Il venditore è stato contattato da un sedicente acquirente che, con modi affabili e rassicuranti, si è detto intenzionato a concludere rapidamente l’affare. Ma dietro quella voce amichevole si celava un raggiro orchestrato nei minimi dettagli. “Basta andare a uno sportello Postamat, così riceverà immediatamente il pagamento”, avrebbe detto il truffatore. In realtà, l’imprenditore non ha ricevuto alcun pagamento, ma ha finito per ricaricare, una dopo l’altra, ben undici carte PostePay, tutte intestate ai membri della banda.

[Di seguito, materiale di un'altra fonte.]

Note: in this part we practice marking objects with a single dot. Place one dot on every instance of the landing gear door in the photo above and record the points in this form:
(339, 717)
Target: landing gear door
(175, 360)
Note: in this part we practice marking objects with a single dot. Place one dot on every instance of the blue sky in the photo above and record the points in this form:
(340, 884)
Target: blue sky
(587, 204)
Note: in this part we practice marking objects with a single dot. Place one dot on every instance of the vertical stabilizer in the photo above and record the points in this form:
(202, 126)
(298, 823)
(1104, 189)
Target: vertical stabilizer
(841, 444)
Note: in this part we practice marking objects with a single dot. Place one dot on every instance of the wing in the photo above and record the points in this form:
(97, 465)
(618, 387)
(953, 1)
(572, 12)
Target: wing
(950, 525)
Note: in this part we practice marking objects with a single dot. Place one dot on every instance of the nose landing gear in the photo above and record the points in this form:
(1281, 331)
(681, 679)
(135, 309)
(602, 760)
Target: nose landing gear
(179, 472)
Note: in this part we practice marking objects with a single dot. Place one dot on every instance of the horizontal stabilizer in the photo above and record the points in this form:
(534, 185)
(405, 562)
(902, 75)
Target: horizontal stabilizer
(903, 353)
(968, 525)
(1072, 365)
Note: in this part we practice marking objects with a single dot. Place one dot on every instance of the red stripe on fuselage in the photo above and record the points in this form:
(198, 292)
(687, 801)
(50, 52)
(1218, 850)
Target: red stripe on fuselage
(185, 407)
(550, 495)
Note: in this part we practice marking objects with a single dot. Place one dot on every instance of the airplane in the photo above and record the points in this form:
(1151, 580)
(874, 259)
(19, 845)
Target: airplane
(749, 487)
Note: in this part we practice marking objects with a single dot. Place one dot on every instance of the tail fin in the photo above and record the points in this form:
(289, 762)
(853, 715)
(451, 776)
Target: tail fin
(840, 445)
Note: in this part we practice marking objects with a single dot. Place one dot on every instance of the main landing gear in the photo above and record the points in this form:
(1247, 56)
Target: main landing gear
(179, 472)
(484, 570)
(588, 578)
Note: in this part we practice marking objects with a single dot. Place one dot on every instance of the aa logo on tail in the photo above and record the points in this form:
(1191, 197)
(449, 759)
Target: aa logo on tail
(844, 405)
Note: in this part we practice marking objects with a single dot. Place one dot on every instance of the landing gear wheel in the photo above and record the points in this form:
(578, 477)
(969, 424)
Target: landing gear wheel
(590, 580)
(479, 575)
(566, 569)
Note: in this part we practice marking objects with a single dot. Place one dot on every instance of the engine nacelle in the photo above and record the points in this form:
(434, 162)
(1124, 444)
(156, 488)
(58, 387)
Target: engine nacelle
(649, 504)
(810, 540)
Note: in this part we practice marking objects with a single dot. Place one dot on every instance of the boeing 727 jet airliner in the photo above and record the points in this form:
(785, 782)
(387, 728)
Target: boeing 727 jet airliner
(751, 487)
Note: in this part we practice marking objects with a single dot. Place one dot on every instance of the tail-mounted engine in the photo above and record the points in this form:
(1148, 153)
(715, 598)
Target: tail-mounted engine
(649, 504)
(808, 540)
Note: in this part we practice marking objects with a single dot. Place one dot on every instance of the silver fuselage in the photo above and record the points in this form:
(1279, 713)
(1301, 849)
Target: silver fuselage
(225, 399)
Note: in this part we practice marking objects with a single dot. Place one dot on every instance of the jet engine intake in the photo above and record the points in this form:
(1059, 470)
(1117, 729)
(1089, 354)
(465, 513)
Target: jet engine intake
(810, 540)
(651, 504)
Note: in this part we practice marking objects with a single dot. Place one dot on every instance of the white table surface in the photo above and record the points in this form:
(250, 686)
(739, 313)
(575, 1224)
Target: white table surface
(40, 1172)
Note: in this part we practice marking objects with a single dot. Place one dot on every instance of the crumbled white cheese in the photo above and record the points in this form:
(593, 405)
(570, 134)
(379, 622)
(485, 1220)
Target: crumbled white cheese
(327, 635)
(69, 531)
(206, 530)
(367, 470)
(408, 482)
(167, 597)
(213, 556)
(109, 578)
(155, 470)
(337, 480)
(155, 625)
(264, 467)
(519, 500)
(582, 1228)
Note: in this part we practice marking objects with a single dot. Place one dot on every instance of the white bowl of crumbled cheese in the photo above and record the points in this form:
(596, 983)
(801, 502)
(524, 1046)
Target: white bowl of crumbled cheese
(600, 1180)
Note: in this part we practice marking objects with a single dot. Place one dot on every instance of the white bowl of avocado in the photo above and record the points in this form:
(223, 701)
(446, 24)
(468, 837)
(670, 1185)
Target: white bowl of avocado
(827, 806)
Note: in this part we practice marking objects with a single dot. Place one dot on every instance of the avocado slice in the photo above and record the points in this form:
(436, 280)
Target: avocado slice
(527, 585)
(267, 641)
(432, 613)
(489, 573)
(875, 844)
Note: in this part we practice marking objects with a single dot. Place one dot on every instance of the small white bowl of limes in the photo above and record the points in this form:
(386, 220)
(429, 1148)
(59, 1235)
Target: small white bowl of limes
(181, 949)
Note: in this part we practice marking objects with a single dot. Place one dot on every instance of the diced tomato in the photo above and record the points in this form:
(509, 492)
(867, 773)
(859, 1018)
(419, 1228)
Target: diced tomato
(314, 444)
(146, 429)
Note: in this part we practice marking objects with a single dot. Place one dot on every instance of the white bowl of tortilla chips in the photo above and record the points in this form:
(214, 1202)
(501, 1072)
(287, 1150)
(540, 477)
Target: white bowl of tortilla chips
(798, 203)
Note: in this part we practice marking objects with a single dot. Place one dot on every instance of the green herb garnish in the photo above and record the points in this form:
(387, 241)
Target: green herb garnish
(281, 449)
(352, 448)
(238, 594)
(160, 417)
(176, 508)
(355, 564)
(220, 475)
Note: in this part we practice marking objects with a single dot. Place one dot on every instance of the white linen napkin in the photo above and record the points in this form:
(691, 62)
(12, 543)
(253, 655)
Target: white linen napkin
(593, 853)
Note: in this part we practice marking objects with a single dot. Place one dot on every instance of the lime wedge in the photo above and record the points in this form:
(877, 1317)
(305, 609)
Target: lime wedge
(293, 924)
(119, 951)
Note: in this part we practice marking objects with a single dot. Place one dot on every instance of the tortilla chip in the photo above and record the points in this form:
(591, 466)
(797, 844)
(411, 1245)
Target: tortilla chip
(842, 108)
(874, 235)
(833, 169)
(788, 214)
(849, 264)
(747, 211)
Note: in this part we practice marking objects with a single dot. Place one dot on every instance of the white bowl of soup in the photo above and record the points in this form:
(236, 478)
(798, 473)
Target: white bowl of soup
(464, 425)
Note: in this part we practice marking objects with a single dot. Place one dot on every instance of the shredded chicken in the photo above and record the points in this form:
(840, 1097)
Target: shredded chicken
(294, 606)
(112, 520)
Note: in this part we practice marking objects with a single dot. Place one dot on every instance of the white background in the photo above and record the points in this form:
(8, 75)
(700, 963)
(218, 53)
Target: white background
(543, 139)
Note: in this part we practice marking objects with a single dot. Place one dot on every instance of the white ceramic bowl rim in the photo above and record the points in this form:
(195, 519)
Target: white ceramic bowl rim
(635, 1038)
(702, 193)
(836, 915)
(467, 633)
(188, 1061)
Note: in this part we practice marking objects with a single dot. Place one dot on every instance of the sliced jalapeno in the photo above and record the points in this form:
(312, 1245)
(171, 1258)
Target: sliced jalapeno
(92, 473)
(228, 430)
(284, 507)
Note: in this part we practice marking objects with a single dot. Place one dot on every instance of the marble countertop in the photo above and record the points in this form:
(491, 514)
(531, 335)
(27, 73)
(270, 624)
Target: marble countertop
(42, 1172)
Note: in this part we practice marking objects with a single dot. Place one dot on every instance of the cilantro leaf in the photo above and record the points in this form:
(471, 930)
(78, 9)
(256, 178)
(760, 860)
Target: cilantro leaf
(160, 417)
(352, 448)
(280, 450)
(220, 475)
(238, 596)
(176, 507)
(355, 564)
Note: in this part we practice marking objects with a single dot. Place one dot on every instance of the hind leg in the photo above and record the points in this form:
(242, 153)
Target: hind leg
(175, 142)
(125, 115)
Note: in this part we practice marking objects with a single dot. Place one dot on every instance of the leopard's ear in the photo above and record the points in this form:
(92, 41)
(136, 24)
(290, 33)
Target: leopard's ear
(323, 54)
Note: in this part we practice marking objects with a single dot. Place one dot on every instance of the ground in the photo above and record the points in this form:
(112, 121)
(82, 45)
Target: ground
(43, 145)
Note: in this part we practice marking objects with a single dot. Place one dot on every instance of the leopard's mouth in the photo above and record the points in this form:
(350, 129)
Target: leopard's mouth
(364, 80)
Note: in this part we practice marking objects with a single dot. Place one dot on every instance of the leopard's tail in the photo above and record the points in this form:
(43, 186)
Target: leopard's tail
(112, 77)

Il danno economico ammonta a circa 3000 euro, una cifra sottratta con astuzia e manipolazione, grazie a un meccanismo fraudolento già noto alle forze dell’ordine: la cosiddetta “truffa della Postepay”. Una tecnica diffusa a livello nazionale, che sfrutta la buona fede dei venditori, convinti di ricevere un accredito quando invece stanno effettuando una ricarica diretta sulle carte dei truffatori.

Dopo la denuncia dell’imprenditore, i Carabinieri della Compagnia di San Candido – Comando Stazione di Dobbiaco hanno avviato un’indagine meticolosa, riuscendo a identificare sette persone coinvolte nel raggiro, tutte residenti in diverse regioni d’Italia. Gli indagati sono stati denunciati a piede libero per truffa aggravata in concorso, secondo quanto previsto dall’articolo 640 del codice penale.

L’Autorità Giudiziaria di Bolzano è stata prontamente informata e ha disposto ulteriori approfondimenti investigativi. Le forze dell’ordine stanno ora cercando di capire se lo stesso gruppo possa essere responsabile di altre truffe simili in danno di ignari venditori online.

La vicenda lancia un nuovo allarme sulla sicurezza delle compravendite digitali, e invita alla massima prudenza nell’utilizzo dei circuiti di pagamento non tracciabili.